Gestippeld Schildmos - Punctelia subrudecta
Het gestippeld schildmos groeit meestal op vrijstaande bomen. Met name wilg en esdoorn zijn geliefd. Ook op schors groeit het korstmos wel. Het bladvormige thallus van boven blauwachtig grijs. De iets opstaande, afgeronde lobben zijn aan de onderkant licht bruin tot roze.
In het midden van het thallus zitten witte punten,die uitgroeien tot puntvormige of linvormige geelwitte soralen (openingen waardoor algpakketjes worden weggeschoten). Zwaveldioxide vormt een bedreiging voor het Gestippeld schildmos.
Gewoon Schildmos - Parmelia sulcata
Gewoon schildmos (Parmelia sulcata) is een bladvormige korstmos die behoort tot de orde Lecanorales van de ascomyceten. Gewoon schildmos komt voor op de schors van bomen en dood hout en is in Nederland algemeen voorkomend. Gewoon schildmos lijkt veel op blauwgrijs steenschildmos, maar die heeft isidiën. Gewoon schildmos vormt voor de verspreiding spleetsoralen.
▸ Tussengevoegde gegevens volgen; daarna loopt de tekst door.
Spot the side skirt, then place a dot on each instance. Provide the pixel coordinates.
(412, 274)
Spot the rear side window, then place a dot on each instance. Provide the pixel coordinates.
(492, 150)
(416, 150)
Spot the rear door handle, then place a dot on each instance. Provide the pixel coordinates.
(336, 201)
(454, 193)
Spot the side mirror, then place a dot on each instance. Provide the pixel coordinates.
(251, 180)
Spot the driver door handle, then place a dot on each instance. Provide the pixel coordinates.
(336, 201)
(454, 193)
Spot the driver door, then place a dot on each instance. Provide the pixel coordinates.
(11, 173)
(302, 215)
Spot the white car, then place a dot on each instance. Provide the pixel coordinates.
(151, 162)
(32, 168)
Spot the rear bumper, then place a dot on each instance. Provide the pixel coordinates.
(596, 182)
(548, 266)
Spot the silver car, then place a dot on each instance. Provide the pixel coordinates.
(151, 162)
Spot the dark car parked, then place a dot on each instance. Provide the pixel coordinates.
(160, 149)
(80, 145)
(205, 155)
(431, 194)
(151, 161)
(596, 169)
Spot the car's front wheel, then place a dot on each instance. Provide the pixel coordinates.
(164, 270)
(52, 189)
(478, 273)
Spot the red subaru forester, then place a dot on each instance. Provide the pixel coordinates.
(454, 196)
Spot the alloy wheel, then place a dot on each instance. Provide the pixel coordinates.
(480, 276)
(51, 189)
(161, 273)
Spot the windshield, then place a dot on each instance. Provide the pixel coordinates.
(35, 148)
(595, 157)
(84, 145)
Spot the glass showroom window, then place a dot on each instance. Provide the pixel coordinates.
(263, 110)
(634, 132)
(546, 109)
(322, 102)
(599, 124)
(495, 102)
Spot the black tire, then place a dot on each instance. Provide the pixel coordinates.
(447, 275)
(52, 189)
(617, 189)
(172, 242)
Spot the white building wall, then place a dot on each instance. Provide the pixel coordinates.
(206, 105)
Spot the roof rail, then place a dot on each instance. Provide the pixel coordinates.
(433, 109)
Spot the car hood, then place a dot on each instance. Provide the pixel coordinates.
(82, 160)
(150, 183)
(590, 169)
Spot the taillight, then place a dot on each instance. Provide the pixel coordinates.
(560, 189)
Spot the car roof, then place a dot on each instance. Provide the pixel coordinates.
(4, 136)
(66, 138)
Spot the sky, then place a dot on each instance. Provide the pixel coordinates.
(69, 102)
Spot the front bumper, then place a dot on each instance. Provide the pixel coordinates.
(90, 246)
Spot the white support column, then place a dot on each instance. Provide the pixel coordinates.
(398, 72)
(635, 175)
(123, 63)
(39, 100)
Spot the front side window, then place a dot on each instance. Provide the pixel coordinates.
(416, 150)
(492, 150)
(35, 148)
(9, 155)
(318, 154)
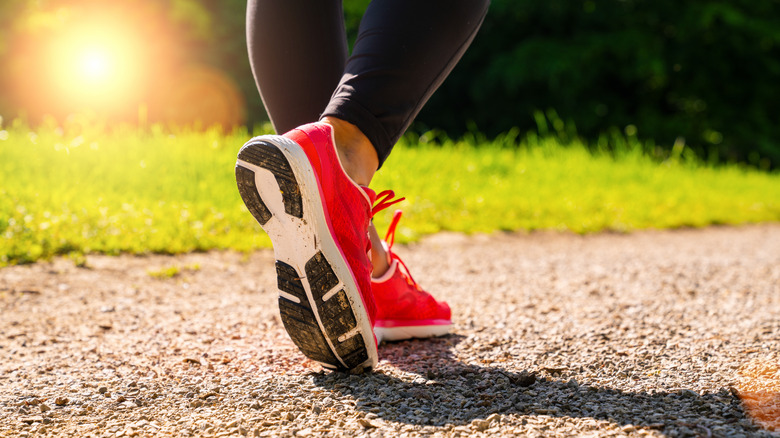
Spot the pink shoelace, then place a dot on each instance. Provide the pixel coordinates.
(390, 239)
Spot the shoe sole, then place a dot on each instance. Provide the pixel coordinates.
(319, 301)
(397, 332)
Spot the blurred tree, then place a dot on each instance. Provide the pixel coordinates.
(705, 71)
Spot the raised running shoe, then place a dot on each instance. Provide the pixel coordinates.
(317, 219)
(404, 309)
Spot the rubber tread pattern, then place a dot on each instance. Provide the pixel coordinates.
(268, 156)
(336, 314)
(299, 319)
(245, 179)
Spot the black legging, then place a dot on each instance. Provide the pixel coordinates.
(404, 50)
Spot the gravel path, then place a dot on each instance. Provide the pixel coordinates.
(673, 333)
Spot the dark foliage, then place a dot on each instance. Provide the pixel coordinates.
(705, 71)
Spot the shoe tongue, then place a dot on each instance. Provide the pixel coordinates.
(371, 194)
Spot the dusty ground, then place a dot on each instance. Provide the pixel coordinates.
(648, 334)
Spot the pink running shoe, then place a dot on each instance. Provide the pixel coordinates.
(404, 310)
(317, 219)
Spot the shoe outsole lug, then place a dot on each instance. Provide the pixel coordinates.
(268, 156)
(245, 179)
(299, 319)
(336, 313)
(325, 314)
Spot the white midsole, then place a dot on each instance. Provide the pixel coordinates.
(409, 332)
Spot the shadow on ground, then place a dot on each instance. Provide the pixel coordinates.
(482, 391)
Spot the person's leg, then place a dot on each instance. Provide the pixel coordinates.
(297, 50)
(404, 51)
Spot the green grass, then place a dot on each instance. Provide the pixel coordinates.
(86, 189)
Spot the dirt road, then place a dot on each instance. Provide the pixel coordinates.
(672, 333)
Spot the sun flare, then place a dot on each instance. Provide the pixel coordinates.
(95, 65)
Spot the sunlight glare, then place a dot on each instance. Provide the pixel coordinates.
(95, 65)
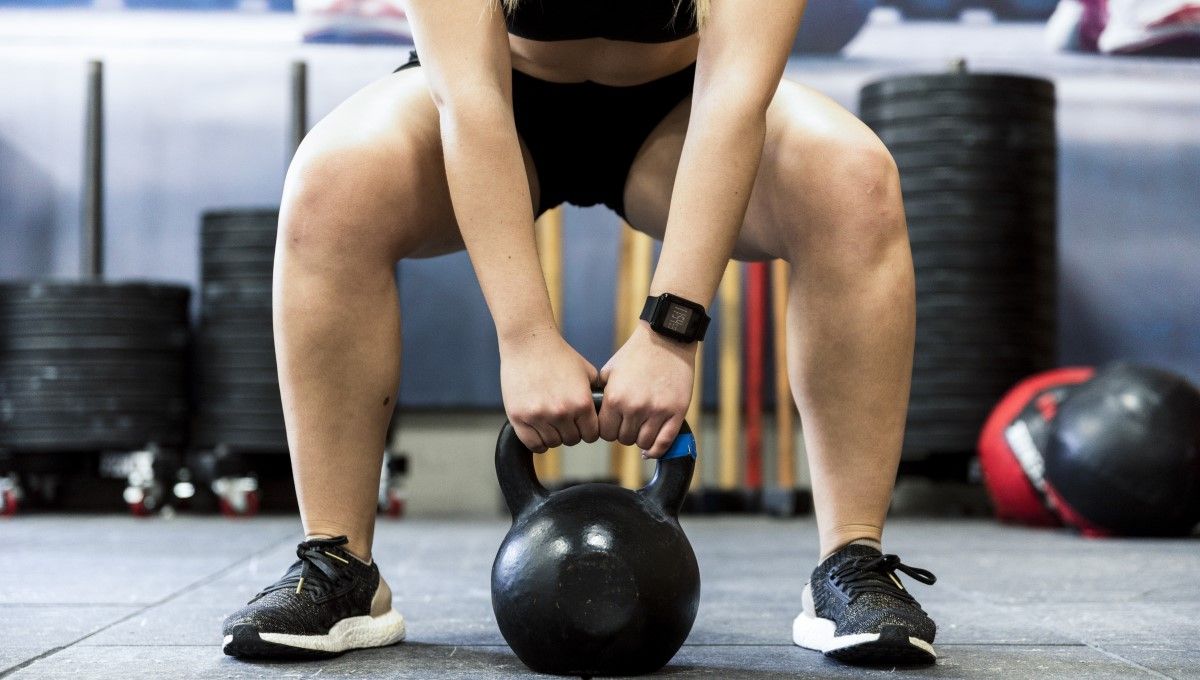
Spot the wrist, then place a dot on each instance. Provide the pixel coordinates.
(526, 336)
(646, 334)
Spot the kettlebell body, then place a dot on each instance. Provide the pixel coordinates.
(594, 579)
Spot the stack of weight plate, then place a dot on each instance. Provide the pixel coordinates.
(238, 386)
(91, 367)
(977, 157)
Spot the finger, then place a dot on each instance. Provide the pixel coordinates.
(603, 377)
(589, 425)
(609, 421)
(529, 437)
(550, 435)
(568, 431)
(666, 438)
(649, 432)
(630, 423)
(593, 374)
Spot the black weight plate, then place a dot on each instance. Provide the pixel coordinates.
(237, 374)
(966, 256)
(84, 293)
(87, 440)
(966, 374)
(133, 387)
(957, 106)
(240, 316)
(252, 218)
(949, 337)
(211, 425)
(73, 328)
(978, 204)
(239, 239)
(160, 341)
(954, 157)
(933, 353)
(982, 260)
(977, 384)
(1023, 187)
(249, 440)
(253, 258)
(60, 312)
(899, 139)
(237, 351)
(91, 369)
(981, 174)
(234, 293)
(1013, 85)
(953, 229)
(87, 403)
(929, 362)
(241, 335)
(241, 274)
(1001, 308)
(934, 319)
(219, 391)
(971, 281)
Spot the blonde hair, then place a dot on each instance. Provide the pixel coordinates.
(700, 7)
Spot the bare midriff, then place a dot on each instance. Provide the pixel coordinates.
(605, 61)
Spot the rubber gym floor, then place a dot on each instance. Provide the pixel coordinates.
(108, 596)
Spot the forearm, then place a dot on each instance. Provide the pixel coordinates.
(492, 205)
(712, 190)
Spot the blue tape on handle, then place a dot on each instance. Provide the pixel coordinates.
(683, 445)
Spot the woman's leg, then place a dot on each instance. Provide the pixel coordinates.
(366, 188)
(827, 199)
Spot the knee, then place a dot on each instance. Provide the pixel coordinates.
(334, 210)
(856, 218)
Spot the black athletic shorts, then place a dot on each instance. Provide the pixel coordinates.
(583, 136)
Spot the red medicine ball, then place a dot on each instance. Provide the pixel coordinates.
(1013, 443)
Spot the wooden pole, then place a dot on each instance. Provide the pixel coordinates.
(695, 409)
(641, 263)
(729, 378)
(91, 242)
(755, 341)
(785, 427)
(621, 324)
(549, 230)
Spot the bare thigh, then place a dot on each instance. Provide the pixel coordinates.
(371, 175)
(805, 170)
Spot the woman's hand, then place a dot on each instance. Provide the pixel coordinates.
(547, 391)
(647, 387)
Melig Takmos - Ramalina farinacea
Melig Takmos (Ramalina farinacea) groeit als epifyt op bomen met neutrale of iets zure schors. Meestal op goedbelichte bomen, maar kan ik bossen ook voorkomen. Wordt soms gevonden op het dood bewerkt hout. Melig takmos is te verwarren met Eikenmos (Evernia prunastri), maar bij Eikenmos zijn de onderkanten van de takken duidelijk lichter (wit) dan de bovenkant. Ook zijn de takuiteinde van Eikenmos stomper. Jonge exemplaren van andere Ramalina soorten kunnen soms niet met zekerheid van Melig takmos onderscheiden worden.